Ok, yes, you can credit or fault me as a mother for allowing my 7- year-old to suffer under the blissful ignorance of believing that one needs to be married before one gets pregnant. Or you can credit or fault me for answering my child’s matter-of-fact questions about how babies are made even though he is only 7. But all credit and fault goes to John McCain and Sarah Palin for exposing all children who have a TV to the news that Palin’s unmarried teenage daughter is indeed 5 months pregnant.

Seeing this “Breaking News” on TV when trying to catch news of Gustav and the Republican Convention, my son immediately asks me “But how can she be pregnant if she isn’t married?” and “Does a girl get pregnant every time she has sex with a boy?” Thus ensues the revelation that sex is possible before marriage, and how condoms and birth control pills can prevent pregnancy and HIV. I wholly believe in educating my child about contraception. But given that he is indeed 7, I could easily have waited another year or two for him to be older for that particular conversation. I sorta liked the sweet illusion of the “sex is for grown-ups in committed relationships” thing … don’t most parents of elementary-age children?

I don’t judge the Palins for having a pregnant teen daughter. I do think that it reinforces the need for frank sex education and the distribution of condoms in middle and high schools. I do think that the “Breaking News” of this unfortunate pregnancy points to the need of options for teens beyond the highly un-contraceptive “promise ring” that is the rage with certain Christian families these days, promising God the purity of their children until after that ring is replaced with a wedding ring. But I don’t judge the child or her parents for the current situation, all too familiar to many families nation-wide. Each year a million girls under the age of 20 become pregnant in the U.S.

But the hypocrisy of so-called Conservatives in touting this circumstance as proof of family values, of conservative values, really roils me. The AP recently reported that John McCain not only has opposed federal spending on teen-prevention programs, he has also voted to oppose education and federal spending on contraceptives. Palin’s own record shows the same at the state level. The idea that once a teenager, deprived of an education which teaches contraception, finds herself pregnant, is then expected to allow the embryo to come to term, to then either give it away or marry the father regardless of who, what or how he is doesn’t rank among my values. To celebrate such practices as values to which we all should aspire, strikes me as worse than Palin’s corruption charges and her petition to sue the government in order to keep polar bears off of the endangered species list.

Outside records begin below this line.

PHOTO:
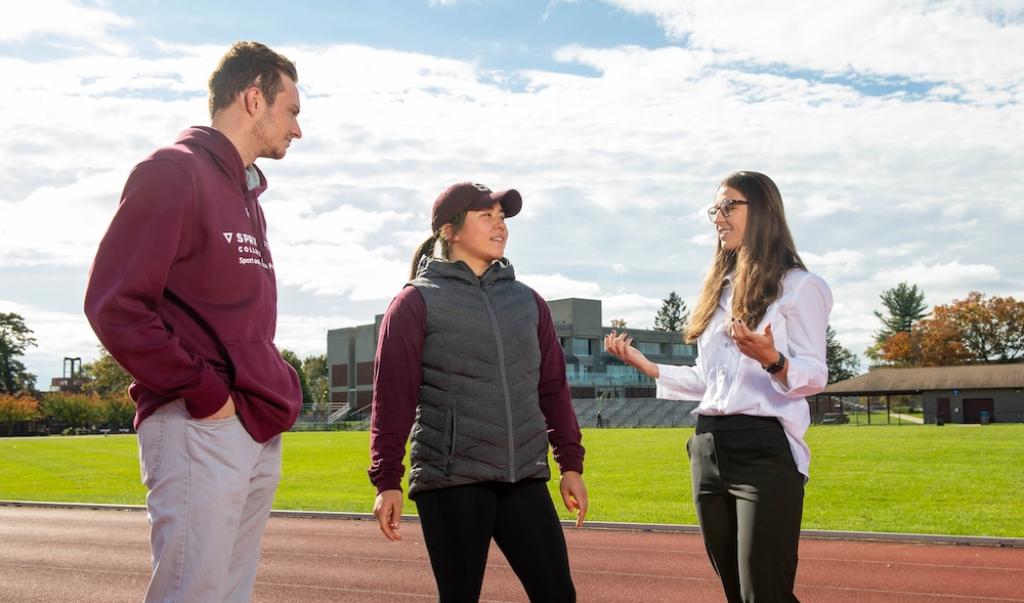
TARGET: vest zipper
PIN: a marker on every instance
(505, 382)
(454, 432)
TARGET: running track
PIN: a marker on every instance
(84, 555)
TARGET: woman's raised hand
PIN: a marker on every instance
(617, 344)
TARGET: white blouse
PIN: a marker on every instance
(727, 382)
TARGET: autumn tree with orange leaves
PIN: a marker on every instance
(974, 330)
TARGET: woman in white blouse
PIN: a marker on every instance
(760, 328)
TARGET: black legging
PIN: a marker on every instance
(750, 499)
(459, 522)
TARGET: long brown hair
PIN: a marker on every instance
(427, 247)
(758, 264)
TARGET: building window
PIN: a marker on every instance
(621, 372)
(684, 349)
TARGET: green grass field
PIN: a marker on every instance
(951, 480)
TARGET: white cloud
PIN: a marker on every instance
(942, 281)
(58, 335)
(66, 22)
(976, 45)
(615, 168)
(559, 286)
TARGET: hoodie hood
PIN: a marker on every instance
(224, 156)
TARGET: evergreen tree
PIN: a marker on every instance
(107, 376)
(903, 305)
(315, 372)
(15, 338)
(673, 314)
(293, 359)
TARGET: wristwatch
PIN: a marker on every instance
(776, 365)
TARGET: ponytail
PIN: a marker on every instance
(425, 249)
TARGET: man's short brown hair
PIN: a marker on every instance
(248, 63)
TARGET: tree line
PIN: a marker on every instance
(673, 315)
(976, 330)
(103, 401)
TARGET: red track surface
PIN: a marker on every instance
(61, 555)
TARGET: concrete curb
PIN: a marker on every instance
(818, 534)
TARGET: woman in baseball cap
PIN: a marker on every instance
(468, 360)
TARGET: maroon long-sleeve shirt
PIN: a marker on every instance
(182, 290)
(399, 357)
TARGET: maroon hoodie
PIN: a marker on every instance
(182, 291)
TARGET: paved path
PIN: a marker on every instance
(78, 555)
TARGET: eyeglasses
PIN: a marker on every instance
(725, 207)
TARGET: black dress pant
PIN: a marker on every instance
(750, 499)
(459, 522)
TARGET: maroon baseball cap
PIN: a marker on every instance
(472, 196)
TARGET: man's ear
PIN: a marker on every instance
(252, 98)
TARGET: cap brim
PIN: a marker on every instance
(511, 202)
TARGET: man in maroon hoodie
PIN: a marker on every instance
(182, 294)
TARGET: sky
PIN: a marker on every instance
(893, 129)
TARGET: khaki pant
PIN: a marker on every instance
(210, 490)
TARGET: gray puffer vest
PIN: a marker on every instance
(478, 418)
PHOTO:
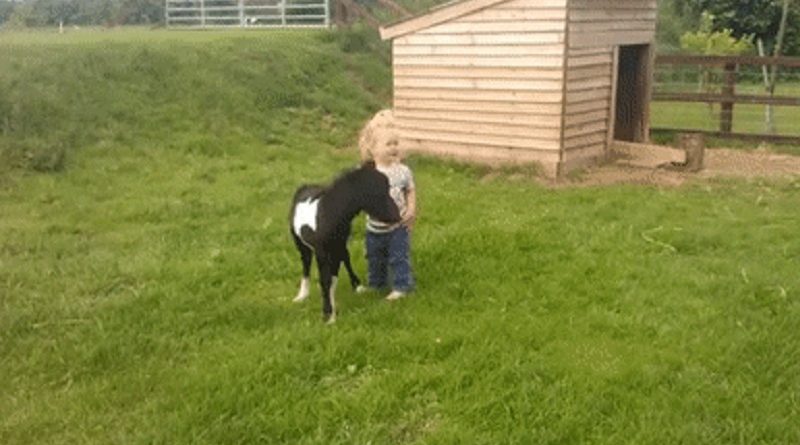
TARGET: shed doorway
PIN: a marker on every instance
(631, 121)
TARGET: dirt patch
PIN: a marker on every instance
(652, 165)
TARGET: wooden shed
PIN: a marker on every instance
(553, 81)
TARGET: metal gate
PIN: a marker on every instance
(246, 13)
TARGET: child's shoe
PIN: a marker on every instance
(395, 295)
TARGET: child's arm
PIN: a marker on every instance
(410, 215)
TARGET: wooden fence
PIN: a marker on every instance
(729, 70)
(246, 13)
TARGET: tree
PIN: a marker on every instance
(760, 18)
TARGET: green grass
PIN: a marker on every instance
(146, 286)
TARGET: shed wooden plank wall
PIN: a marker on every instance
(595, 28)
(485, 85)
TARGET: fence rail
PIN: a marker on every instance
(730, 87)
(246, 13)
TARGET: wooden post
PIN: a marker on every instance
(694, 145)
(726, 108)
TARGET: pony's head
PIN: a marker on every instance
(376, 200)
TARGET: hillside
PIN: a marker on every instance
(189, 91)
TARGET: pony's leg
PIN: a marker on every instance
(326, 281)
(354, 281)
(305, 256)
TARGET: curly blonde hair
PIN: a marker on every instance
(378, 139)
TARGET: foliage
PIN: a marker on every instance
(708, 42)
(88, 12)
(758, 18)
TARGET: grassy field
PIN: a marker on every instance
(146, 278)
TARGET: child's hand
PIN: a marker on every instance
(409, 218)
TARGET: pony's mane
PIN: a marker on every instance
(350, 174)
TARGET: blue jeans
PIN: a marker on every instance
(390, 251)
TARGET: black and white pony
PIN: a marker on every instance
(320, 222)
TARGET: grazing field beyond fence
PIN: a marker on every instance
(727, 96)
(146, 279)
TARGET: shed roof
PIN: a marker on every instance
(435, 16)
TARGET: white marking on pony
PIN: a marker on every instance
(305, 214)
(333, 299)
(302, 294)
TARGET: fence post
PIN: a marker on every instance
(726, 108)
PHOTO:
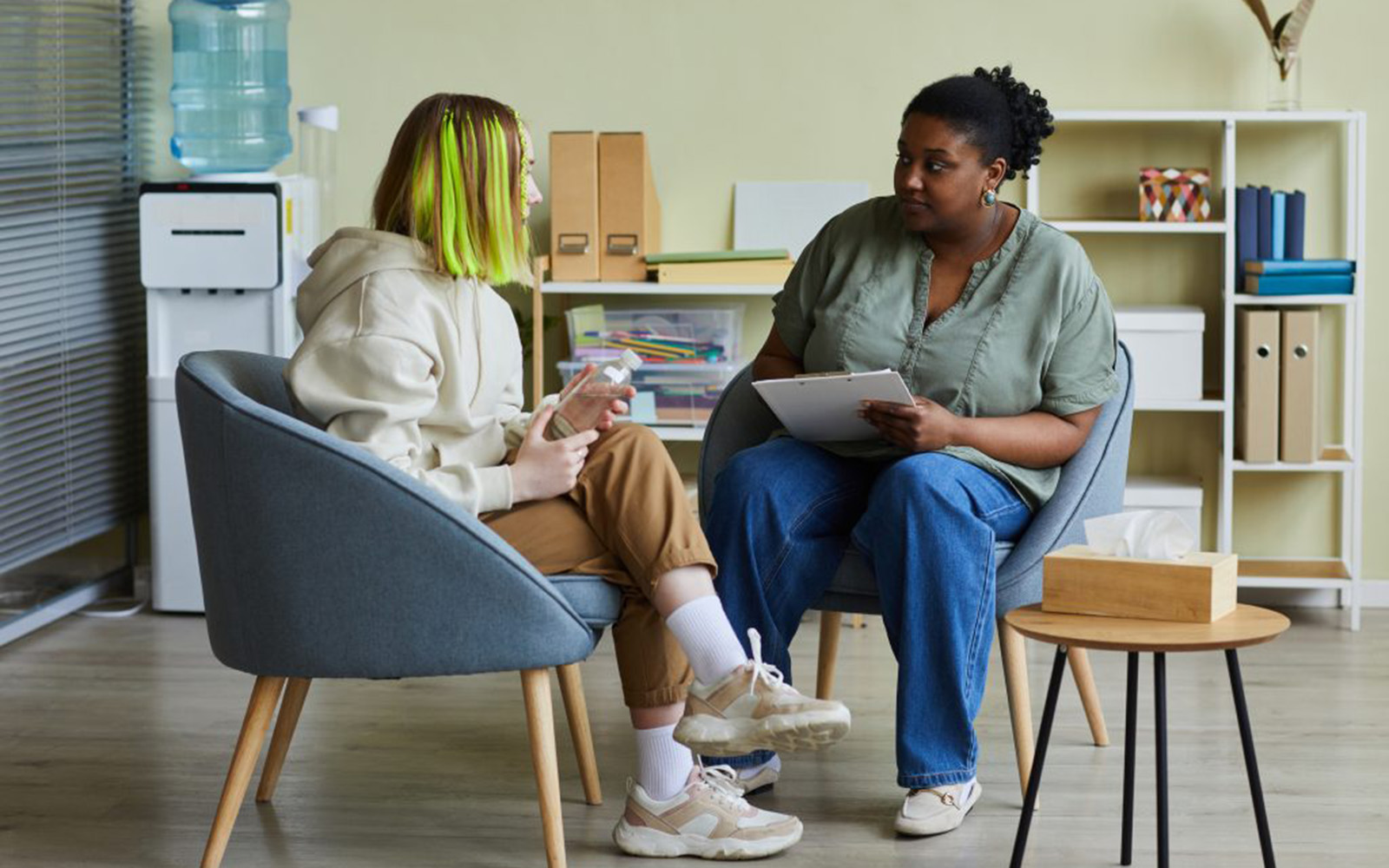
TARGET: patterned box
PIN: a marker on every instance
(1173, 194)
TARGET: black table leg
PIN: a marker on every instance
(1247, 740)
(1129, 736)
(1020, 844)
(1160, 722)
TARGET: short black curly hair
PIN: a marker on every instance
(993, 111)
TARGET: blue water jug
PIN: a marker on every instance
(231, 83)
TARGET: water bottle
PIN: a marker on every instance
(587, 399)
(231, 83)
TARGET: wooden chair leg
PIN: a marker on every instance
(1080, 664)
(539, 719)
(576, 708)
(1013, 649)
(243, 763)
(830, 624)
(285, 722)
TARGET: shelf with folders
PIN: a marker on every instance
(1094, 160)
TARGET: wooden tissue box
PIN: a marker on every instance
(1198, 588)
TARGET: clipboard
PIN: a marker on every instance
(826, 409)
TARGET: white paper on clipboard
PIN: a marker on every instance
(824, 409)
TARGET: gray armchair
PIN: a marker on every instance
(1092, 483)
(319, 560)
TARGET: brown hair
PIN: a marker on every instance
(456, 181)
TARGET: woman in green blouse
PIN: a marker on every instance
(1004, 335)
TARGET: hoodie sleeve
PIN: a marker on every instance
(514, 423)
(372, 391)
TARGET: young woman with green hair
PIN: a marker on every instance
(411, 354)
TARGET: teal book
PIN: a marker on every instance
(1280, 226)
(1300, 285)
(1281, 267)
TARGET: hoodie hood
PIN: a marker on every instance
(349, 256)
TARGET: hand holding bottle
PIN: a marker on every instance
(592, 399)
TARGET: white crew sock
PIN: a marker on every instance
(663, 764)
(708, 638)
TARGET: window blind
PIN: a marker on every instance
(73, 411)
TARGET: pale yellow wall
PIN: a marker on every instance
(764, 90)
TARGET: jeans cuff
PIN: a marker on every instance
(757, 757)
(925, 782)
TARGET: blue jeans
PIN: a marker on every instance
(782, 517)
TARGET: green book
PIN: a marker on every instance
(717, 256)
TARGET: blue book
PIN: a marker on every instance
(1247, 227)
(1300, 285)
(1296, 226)
(1281, 267)
(1280, 227)
(1266, 224)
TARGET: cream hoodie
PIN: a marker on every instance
(416, 367)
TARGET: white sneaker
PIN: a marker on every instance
(938, 810)
(754, 708)
(708, 819)
(759, 778)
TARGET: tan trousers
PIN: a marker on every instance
(629, 523)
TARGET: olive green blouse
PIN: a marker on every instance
(1031, 331)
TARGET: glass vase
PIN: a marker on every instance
(1285, 85)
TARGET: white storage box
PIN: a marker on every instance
(703, 333)
(670, 393)
(1166, 344)
(1174, 495)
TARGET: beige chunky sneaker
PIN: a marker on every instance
(937, 810)
(754, 708)
(708, 819)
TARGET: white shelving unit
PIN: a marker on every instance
(675, 434)
(1340, 573)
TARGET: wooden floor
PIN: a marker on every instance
(115, 735)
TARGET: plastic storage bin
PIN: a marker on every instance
(1174, 495)
(1166, 344)
(671, 393)
(657, 335)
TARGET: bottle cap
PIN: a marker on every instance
(323, 117)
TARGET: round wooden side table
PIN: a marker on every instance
(1245, 627)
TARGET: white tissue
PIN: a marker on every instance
(1148, 534)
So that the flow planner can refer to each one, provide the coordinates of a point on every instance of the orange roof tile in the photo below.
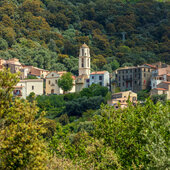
(150, 65)
(167, 82)
(84, 46)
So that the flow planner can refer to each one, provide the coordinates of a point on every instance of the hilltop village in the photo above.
(127, 80)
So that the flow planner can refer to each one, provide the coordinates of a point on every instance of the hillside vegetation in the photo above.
(48, 33)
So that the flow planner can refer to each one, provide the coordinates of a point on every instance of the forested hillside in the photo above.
(48, 33)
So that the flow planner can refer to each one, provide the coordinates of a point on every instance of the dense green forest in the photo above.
(86, 135)
(48, 33)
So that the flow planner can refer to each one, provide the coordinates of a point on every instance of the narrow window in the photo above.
(82, 62)
(82, 52)
(88, 62)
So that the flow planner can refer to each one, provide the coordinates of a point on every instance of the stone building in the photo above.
(13, 64)
(25, 87)
(159, 75)
(121, 98)
(52, 87)
(99, 77)
(162, 88)
(84, 67)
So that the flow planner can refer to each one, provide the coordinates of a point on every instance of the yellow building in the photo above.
(121, 99)
(52, 83)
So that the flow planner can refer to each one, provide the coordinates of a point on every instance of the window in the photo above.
(82, 62)
(100, 77)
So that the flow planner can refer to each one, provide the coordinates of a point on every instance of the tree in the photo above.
(21, 143)
(66, 82)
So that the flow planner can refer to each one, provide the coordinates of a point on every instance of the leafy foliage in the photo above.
(43, 32)
(21, 143)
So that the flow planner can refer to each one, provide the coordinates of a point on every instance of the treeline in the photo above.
(48, 33)
(74, 104)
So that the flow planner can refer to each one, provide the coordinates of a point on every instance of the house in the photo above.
(13, 64)
(162, 88)
(99, 77)
(134, 78)
(160, 65)
(52, 83)
(84, 68)
(37, 72)
(25, 87)
(121, 98)
(159, 75)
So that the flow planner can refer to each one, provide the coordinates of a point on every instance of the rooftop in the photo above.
(31, 80)
(84, 46)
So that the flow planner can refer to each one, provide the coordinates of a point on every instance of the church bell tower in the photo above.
(84, 60)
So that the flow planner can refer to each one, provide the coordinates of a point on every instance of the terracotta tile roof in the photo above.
(160, 89)
(166, 82)
(32, 80)
(84, 46)
(18, 87)
(98, 72)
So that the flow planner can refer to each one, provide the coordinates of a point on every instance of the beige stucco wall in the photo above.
(53, 85)
(32, 85)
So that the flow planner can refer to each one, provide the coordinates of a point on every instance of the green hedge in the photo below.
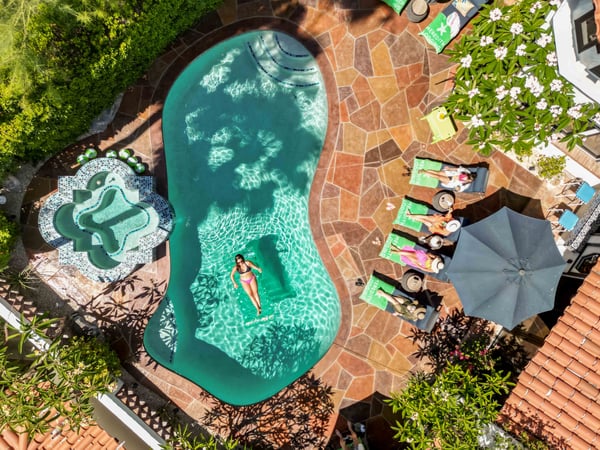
(69, 61)
(9, 232)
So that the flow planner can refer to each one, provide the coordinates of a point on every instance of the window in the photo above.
(585, 32)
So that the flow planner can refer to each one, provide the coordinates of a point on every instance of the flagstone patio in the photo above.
(381, 78)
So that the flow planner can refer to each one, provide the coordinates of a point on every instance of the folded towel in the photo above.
(419, 179)
(449, 22)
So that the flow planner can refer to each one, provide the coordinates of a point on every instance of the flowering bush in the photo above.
(450, 410)
(507, 87)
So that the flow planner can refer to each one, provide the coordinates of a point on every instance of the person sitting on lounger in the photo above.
(404, 307)
(442, 224)
(456, 178)
(419, 259)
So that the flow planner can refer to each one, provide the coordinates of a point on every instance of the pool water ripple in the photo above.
(242, 146)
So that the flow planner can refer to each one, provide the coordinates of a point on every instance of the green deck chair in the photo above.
(402, 241)
(370, 296)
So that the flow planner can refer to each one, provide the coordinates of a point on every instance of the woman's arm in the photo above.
(231, 276)
(253, 266)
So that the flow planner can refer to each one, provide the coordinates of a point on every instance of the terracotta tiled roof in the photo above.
(61, 438)
(557, 395)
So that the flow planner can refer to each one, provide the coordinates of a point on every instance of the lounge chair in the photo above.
(449, 22)
(369, 295)
(420, 208)
(399, 241)
(478, 185)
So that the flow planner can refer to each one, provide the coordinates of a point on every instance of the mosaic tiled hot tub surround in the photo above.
(105, 220)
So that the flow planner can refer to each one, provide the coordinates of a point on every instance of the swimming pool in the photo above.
(243, 129)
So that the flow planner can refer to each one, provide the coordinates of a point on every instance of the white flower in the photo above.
(501, 92)
(556, 110)
(544, 40)
(542, 104)
(500, 52)
(514, 92)
(476, 121)
(535, 6)
(574, 111)
(516, 28)
(556, 85)
(466, 61)
(486, 40)
(495, 14)
(473, 92)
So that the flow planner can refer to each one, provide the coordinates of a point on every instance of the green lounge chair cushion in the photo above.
(419, 179)
(398, 241)
(370, 291)
(414, 208)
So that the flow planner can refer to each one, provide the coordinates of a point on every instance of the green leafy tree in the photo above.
(64, 61)
(37, 386)
(9, 231)
(508, 91)
(450, 410)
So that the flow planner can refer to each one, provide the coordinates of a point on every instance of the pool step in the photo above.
(284, 60)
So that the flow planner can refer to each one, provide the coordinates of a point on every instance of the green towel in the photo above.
(247, 308)
(419, 179)
(398, 241)
(414, 208)
(370, 291)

How many times have we heard the likes of Rush Limbaugh or Bill O’Reilly decrying the flash of a bra-strap from 15-year-old Mylie Cyrus or the danger that sex education in Middle School will expose our children to too much information about sex too young? Well, Senator McCain and Governor Palin, I just wanted you to know that this particular mother would have preferred to wait a bit before having to explain to my 7-year-old that a latex covering over a penis should be worn to keep the semen from fertilizing the egg during sex if teenagers, such as the one broadcast all over the news yesterday, decide to engage in such activity before being mature enough to actually parent a baby.

In a way though, McCain and Palin have done us all a favor as they now have removed the chastity belt which hampered honest discussion on sex education in schools and realistic, effective ways to prevent teen-pregnancy and STDs. Maybe my 7-year-old could have held on a bit longer to his innocent notions of Trojans simply as Greek Warriors; but the McCain/Palin ticket has only reinforced the idea that pre-pubescent children and teens here and around the globe deserve nothing less than a government-provided box of the wonderful little things, complete with classroom sex-education courses.

Now we’re talking values.

Karen Dolan is a fellow at the Institute for Policy Studies, where she directs the Institute's Cities for Progress project.